The religious profile of Republicans and independents who lean to the Republican Party suggests that Senator John McCain’s attack on certain Christian Right leaders may cloud his chances to succeed in Southern states, as well as certain Midwestern and Western states where white evangelicals(1) make up the largest religious bloc of voters. This group comprises 46% of Republicans in Southern Super Tuesday states and 30% in Midwestern and Western states that will hold primaries in the next two weeks. New York and California, where white evangelical Protestants are far less numerous, may be more hospitable to the Arizona senator. Catholics make up a majority of Republicans in the Empire state (52%) and, along with mainline Protestants, are the largest religious group in the Golden state.

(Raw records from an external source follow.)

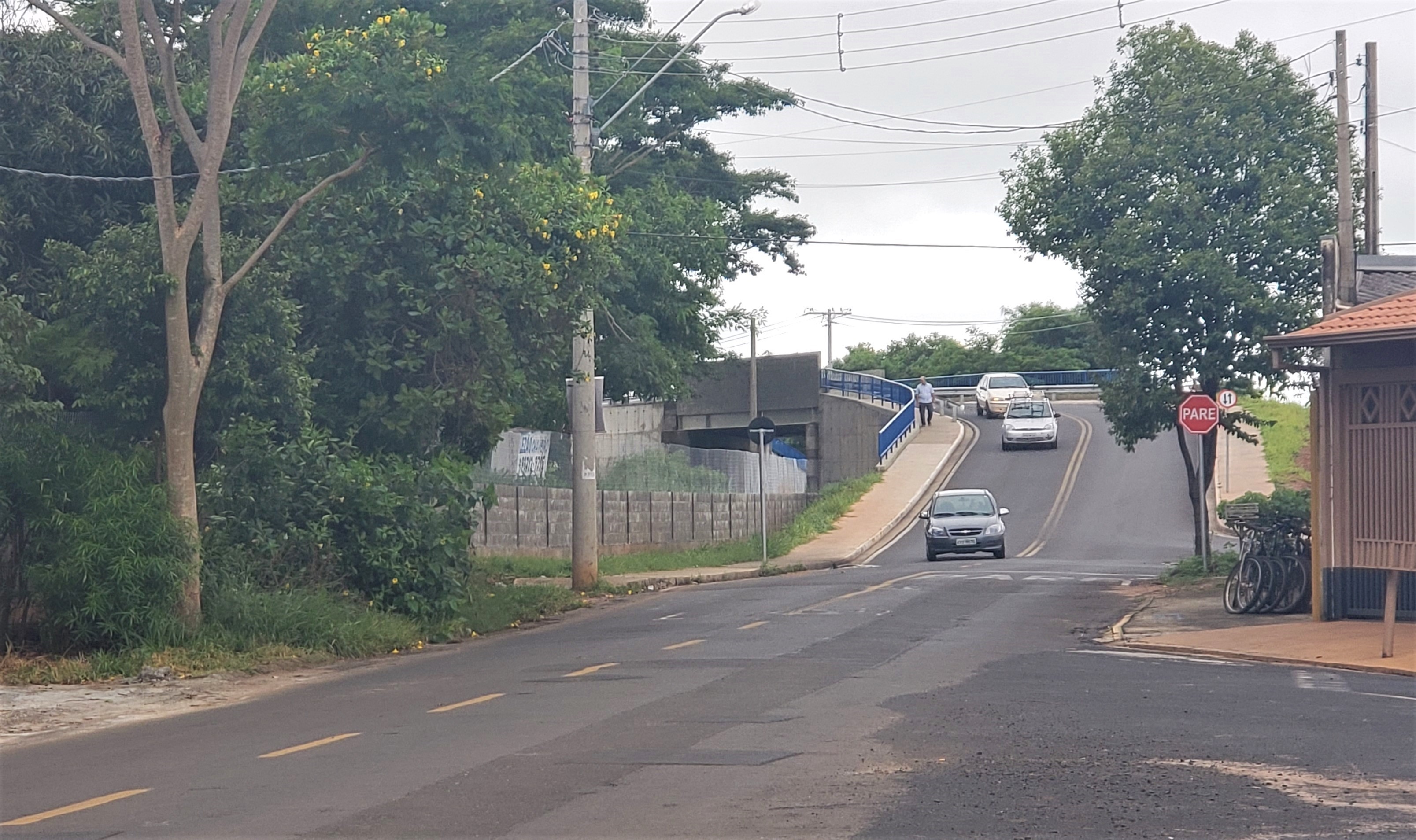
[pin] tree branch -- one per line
(74, 30)
(289, 216)
(248, 44)
(163, 46)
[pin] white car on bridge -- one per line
(997, 391)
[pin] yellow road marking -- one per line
(1064, 492)
(309, 746)
(84, 805)
(591, 671)
(689, 644)
(865, 591)
(473, 702)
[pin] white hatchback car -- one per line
(1030, 423)
(997, 391)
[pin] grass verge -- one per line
(254, 631)
(816, 519)
(1283, 441)
(1193, 568)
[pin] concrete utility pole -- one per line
(830, 315)
(752, 367)
(1346, 236)
(1374, 199)
(585, 516)
(585, 536)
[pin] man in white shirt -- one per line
(925, 400)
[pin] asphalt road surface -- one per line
(900, 699)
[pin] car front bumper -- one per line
(950, 545)
(1026, 437)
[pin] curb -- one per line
(1118, 631)
(1161, 648)
(909, 509)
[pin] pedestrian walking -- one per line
(925, 400)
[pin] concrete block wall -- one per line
(537, 520)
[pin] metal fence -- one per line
(1035, 379)
(877, 390)
(636, 462)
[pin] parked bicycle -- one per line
(1273, 570)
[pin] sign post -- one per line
(764, 430)
(1200, 416)
(1227, 400)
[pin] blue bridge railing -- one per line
(883, 391)
(1035, 379)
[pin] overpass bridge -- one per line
(844, 423)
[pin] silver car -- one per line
(1030, 423)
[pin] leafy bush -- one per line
(663, 471)
(91, 550)
(314, 510)
(1283, 508)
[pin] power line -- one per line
(1014, 145)
(1349, 23)
(1000, 47)
(144, 179)
(945, 40)
(750, 240)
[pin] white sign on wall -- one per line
(533, 454)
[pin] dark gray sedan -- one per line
(963, 522)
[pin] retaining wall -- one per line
(537, 520)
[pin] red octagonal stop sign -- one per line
(1198, 414)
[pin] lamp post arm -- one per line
(747, 9)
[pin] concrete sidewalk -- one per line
(1349, 645)
(1193, 621)
(907, 482)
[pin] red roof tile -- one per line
(1383, 319)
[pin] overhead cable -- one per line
(750, 240)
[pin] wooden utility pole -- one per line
(752, 367)
(585, 533)
(1374, 199)
(1346, 237)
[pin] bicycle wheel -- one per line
(1275, 580)
(1251, 583)
(1296, 588)
(1232, 591)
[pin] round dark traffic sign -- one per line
(768, 430)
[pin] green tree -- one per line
(173, 77)
(1191, 197)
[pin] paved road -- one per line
(902, 699)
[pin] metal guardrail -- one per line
(1037, 379)
(883, 391)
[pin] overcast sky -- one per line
(976, 69)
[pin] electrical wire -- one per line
(144, 179)
(997, 49)
(750, 240)
(1349, 23)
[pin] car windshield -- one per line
(970, 505)
(1033, 409)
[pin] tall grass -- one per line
(1283, 441)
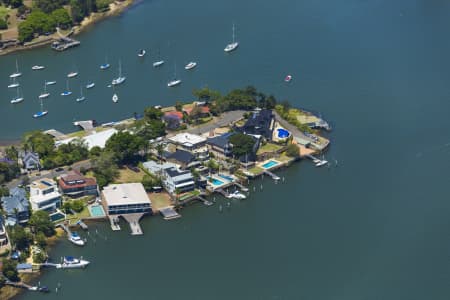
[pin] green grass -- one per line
(3, 12)
(267, 148)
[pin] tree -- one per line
(19, 237)
(40, 222)
(10, 270)
(242, 144)
(293, 150)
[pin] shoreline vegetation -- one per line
(10, 42)
(145, 138)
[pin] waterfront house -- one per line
(76, 185)
(3, 235)
(126, 198)
(260, 122)
(16, 207)
(44, 195)
(29, 160)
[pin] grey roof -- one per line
(17, 199)
(182, 156)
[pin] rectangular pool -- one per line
(269, 164)
(97, 211)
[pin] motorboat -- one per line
(70, 262)
(17, 73)
(158, 63)
(190, 65)
(233, 45)
(72, 74)
(173, 83)
(120, 79)
(75, 238)
(141, 53)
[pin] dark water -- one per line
(375, 227)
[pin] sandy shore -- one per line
(115, 9)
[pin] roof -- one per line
(187, 139)
(126, 193)
(16, 200)
(96, 139)
(182, 156)
(174, 113)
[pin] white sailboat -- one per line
(45, 94)
(18, 99)
(17, 73)
(81, 98)
(14, 84)
(233, 45)
(120, 79)
(67, 92)
(159, 62)
(40, 113)
(175, 81)
(115, 98)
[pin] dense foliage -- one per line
(40, 222)
(242, 144)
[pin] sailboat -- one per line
(17, 73)
(14, 83)
(106, 65)
(120, 79)
(67, 92)
(18, 99)
(45, 94)
(233, 45)
(81, 98)
(40, 113)
(159, 62)
(175, 81)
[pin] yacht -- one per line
(70, 262)
(233, 45)
(17, 73)
(40, 113)
(75, 238)
(14, 84)
(18, 99)
(45, 94)
(190, 65)
(67, 92)
(120, 79)
(141, 53)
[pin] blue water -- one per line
(283, 133)
(97, 211)
(269, 164)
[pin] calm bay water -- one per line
(374, 227)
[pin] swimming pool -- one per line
(283, 133)
(269, 164)
(215, 181)
(97, 211)
(229, 178)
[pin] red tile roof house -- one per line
(74, 184)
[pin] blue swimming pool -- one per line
(229, 178)
(283, 133)
(215, 181)
(97, 211)
(269, 164)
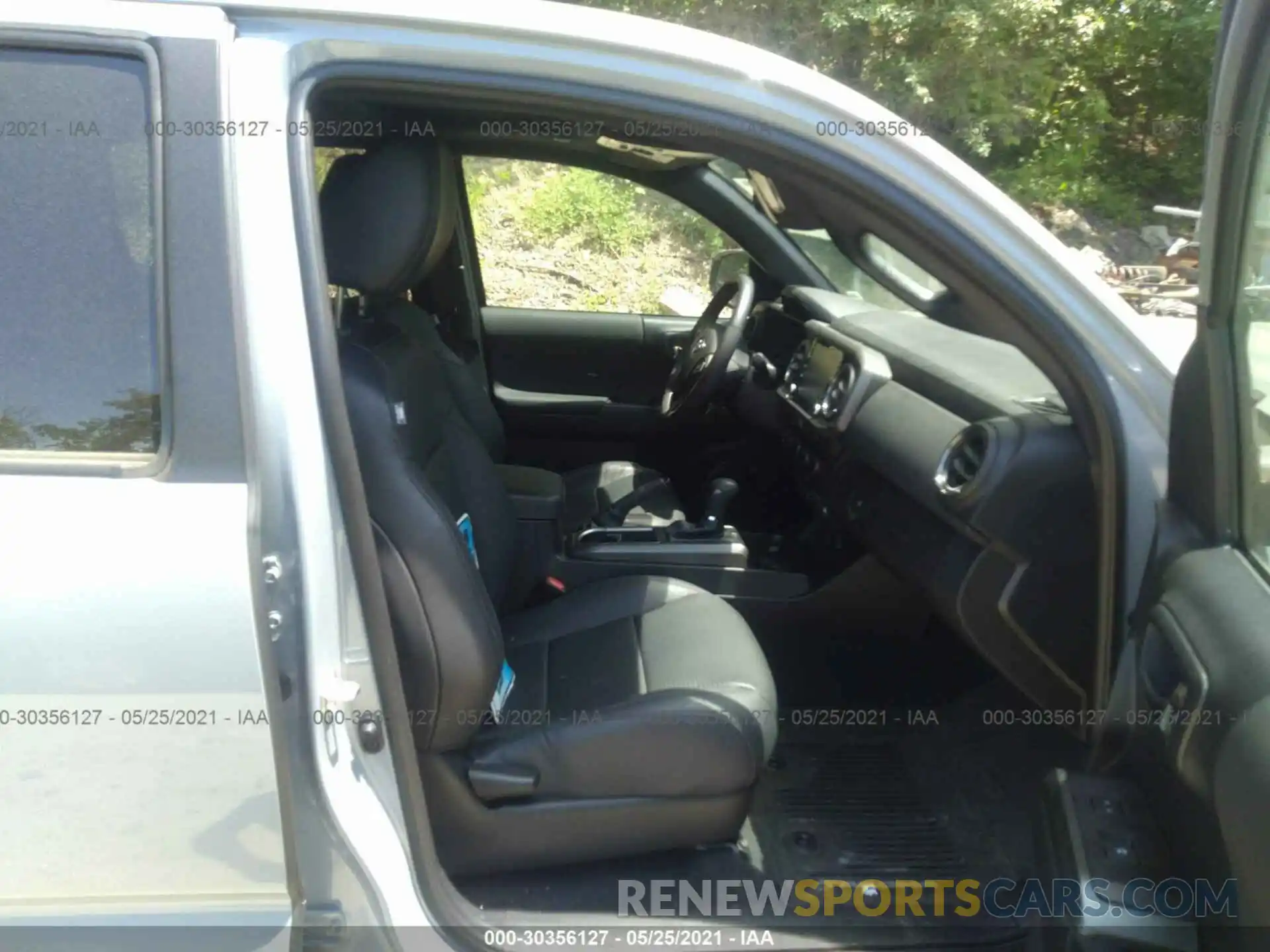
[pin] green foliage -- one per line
(130, 427)
(592, 210)
(1083, 103)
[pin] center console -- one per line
(659, 546)
(708, 554)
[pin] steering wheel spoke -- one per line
(701, 366)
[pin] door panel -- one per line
(1191, 706)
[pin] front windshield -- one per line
(845, 274)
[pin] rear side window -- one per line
(79, 357)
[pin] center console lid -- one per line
(536, 494)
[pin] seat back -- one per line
(423, 466)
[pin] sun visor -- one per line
(785, 205)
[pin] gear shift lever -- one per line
(722, 493)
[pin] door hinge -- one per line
(323, 926)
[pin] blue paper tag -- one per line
(503, 691)
(465, 527)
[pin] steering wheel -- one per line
(700, 367)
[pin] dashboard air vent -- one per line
(963, 461)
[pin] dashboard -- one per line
(951, 457)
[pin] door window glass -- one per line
(79, 368)
(571, 239)
(1253, 340)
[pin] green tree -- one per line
(134, 428)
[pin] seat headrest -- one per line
(388, 216)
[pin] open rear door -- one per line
(1185, 743)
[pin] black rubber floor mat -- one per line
(850, 810)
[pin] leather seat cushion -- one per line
(593, 489)
(635, 687)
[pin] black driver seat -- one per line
(588, 491)
(643, 707)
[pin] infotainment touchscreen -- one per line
(824, 364)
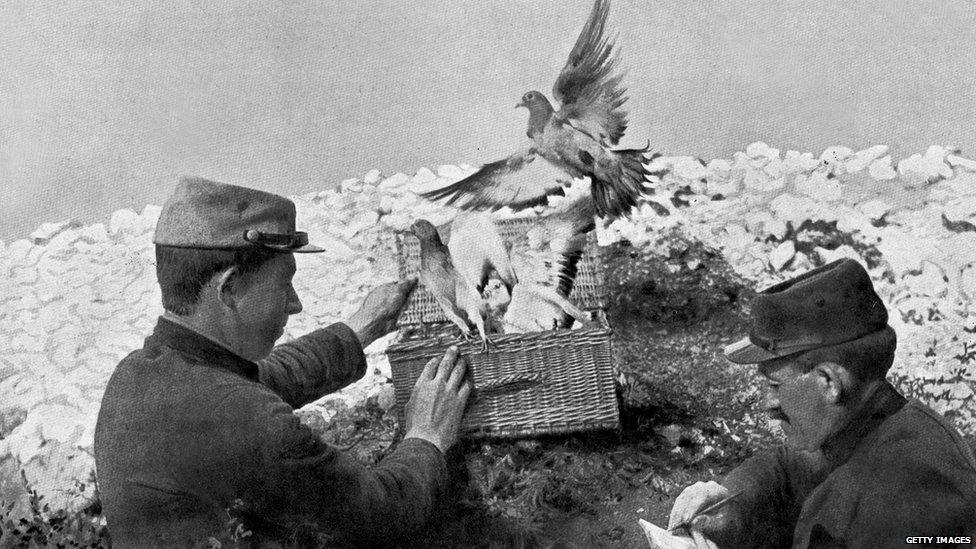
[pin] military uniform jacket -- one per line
(187, 427)
(900, 470)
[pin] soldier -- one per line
(200, 418)
(861, 467)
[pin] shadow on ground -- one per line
(687, 415)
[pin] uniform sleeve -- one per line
(773, 485)
(316, 364)
(913, 497)
(300, 477)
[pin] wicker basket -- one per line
(528, 384)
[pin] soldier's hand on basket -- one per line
(437, 403)
(378, 314)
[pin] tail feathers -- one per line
(618, 192)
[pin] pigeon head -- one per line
(540, 110)
(534, 101)
(424, 230)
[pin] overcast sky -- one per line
(103, 105)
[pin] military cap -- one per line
(215, 216)
(832, 304)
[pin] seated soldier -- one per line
(200, 419)
(861, 467)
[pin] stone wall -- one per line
(74, 300)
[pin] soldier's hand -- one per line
(378, 314)
(692, 500)
(437, 403)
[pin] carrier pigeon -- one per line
(460, 301)
(478, 250)
(576, 139)
(547, 272)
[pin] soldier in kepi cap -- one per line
(861, 467)
(200, 419)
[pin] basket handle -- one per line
(510, 384)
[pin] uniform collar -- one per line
(200, 348)
(884, 402)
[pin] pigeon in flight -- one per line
(576, 139)
(460, 301)
(477, 249)
(547, 272)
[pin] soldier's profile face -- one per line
(795, 398)
(265, 300)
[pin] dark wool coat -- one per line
(902, 470)
(186, 427)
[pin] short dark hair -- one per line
(183, 272)
(868, 358)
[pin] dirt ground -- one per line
(687, 414)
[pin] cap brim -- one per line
(306, 249)
(745, 351)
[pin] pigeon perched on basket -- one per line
(576, 139)
(460, 301)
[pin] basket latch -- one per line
(510, 384)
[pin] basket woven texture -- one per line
(528, 384)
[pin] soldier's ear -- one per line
(227, 284)
(834, 381)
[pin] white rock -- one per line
(795, 162)
(452, 173)
(690, 168)
(839, 253)
(881, 169)
(352, 185)
(931, 282)
(962, 208)
(795, 209)
(959, 162)
(967, 282)
(774, 168)
(862, 159)
(852, 221)
(149, 216)
(372, 177)
(93, 234)
(927, 168)
(781, 255)
(422, 176)
(833, 159)
(760, 181)
(125, 221)
(719, 167)
(835, 154)
(726, 188)
(396, 181)
(761, 150)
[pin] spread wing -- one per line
(520, 181)
(590, 92)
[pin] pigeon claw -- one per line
(487, 343)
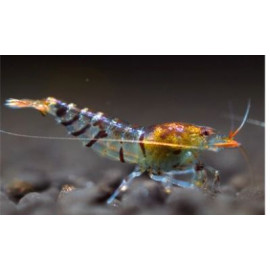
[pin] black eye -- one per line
(205, 132)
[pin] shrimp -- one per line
(163, 151)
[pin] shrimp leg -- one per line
(168, 180)
(125, 184)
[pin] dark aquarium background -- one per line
(62, 177)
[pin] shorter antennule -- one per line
(40, 105)
(232, 134)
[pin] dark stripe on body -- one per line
(81, 131)
(101, 134)
(71, 121)
(177, 152)
(121, 155)
(61, 110)
(142, 144)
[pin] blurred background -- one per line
(142, 90)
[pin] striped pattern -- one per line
(93, 127)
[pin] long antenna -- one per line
(173, 145)
(234, 133)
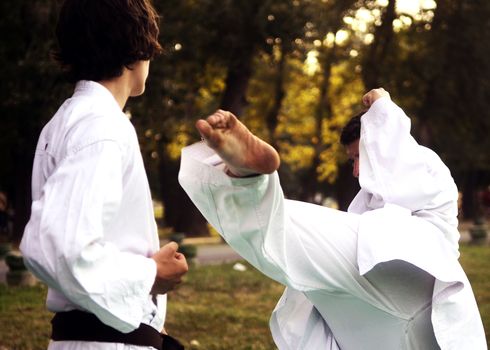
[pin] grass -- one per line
(215, 308)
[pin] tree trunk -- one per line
(272, 118)
(237, 79)
(383, 37)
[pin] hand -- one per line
(369, 98)
(171, 266)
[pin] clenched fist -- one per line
(171, 266)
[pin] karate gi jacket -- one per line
(92, 230)
(406, 211)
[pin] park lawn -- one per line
(215, 308)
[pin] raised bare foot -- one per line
(243, 152)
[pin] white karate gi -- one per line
(388, 278)
(92, 231)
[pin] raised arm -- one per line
(394, 168)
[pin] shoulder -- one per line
(83, 121)
(92, 121)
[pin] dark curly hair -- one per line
(352, 130)
(98, 38)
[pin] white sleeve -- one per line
(393, 167)
(301, 245)
(64, 242)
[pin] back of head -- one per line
(98, 38)
(352, 130)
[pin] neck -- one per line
(119, 88)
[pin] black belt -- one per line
(83, 326)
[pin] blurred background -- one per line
(294, 72)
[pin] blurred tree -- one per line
(458, 92)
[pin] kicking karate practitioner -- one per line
(384, 276)
(92, 236)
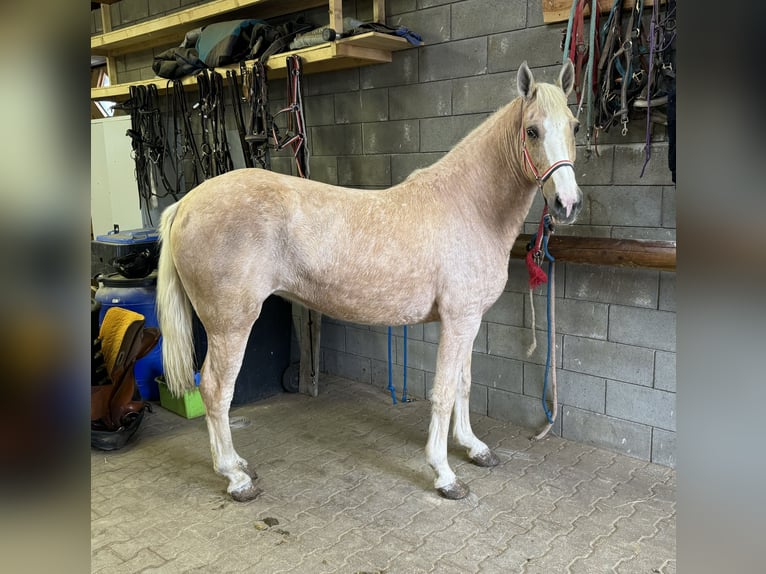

Note: 1. This is a self identification that cuts across denominational lines, but Baptists make up the lion’s share of the group, while Methodists, Lutherans and Presbyterians predominate among mainline Protestants. White Evangelicals are not only much more conservative than mainline Protestants and Catholics on social issues, but also on a range of political values. Fully, 64% describe themselves as conservative. See “The Diminishing Divide: American Churches, American Politics.” Pew Research Center, June 25, 1996.
McCain’s strategy may also be called into question by the results of a Newsweek poll, which found just 20% of Catholic Republicans saying they were less likely to vote for George W. Bush because of his courting Christian conservatives, but an even larger number of white evangelical Protestants (41%) saying they were more likely to vote for him because of it.